In 1991, a biologist named Arcadio Rodaniche published a short abstract describing a new species of octopus he had discovered in Panama. This new octopus, Rodaniche claimed, had a lifestyle quite unlike any other species of its kind:
While the mating and breeding habits of most octopuses seem to be structured around the central fact that, given the opportunity, either of the two lovers might try to kill and eat the other, the larger Pacific striped octopus behaves as though no such danger exists: Instead of living alone, they’ll often take on a den-mate, and even associate with a wider circle of up to 40 other octopuses. And when it comes time to mate, the two animals do not, like most other species, keep the other’s mouth at the furthest possible distance, but come together in an intimate sucker-to-sucker embrace:
And while most female octopuses lay just one clutch of eggs and die as soon as the eggs hatch, the larger Pacific striped octopus broods several batches of babies throughout her lifetime.
Unfortunately, other biologists were not buying all these romantic details, and Rodaniche’s manuscript was never published.
The larger Pacific striped octopus slipped back into obscurity for over two decades, until it was rediscovered last year.

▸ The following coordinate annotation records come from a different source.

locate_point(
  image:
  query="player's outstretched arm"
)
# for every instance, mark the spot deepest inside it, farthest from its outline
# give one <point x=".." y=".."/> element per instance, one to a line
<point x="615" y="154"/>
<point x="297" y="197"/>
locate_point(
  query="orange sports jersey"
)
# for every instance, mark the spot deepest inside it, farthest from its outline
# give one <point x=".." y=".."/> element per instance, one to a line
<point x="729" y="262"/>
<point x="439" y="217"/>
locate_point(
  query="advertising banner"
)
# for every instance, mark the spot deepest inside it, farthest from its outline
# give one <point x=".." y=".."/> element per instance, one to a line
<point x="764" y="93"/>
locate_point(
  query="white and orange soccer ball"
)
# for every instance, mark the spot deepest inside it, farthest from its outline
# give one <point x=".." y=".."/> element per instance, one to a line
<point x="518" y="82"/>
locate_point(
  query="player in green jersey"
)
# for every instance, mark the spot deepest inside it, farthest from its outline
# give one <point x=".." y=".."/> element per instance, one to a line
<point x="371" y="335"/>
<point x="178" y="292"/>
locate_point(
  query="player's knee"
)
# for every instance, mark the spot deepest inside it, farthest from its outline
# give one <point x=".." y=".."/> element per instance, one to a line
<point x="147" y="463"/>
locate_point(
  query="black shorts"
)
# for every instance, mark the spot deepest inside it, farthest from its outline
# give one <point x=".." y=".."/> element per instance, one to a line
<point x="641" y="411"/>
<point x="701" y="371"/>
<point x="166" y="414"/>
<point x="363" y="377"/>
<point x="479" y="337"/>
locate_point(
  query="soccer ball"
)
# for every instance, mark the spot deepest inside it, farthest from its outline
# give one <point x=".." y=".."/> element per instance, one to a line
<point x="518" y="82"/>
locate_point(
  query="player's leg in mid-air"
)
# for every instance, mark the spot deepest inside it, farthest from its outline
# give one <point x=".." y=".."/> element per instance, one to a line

Now, California biologists Richard Ross and Roy Caldwell are working on giving the larger Pacific striped octopus the full scientific treatment: they are writing up a species description and a paper about the LPSO’s behaviors, and are trying to organize an expedition to go out and study the animal in its natural habitat.
According to a press release published on Ross’s blog, Caldwell is quoted saying, “The Larger Pacific Striped Octopus is the most beautiful octopus I have ever seen.”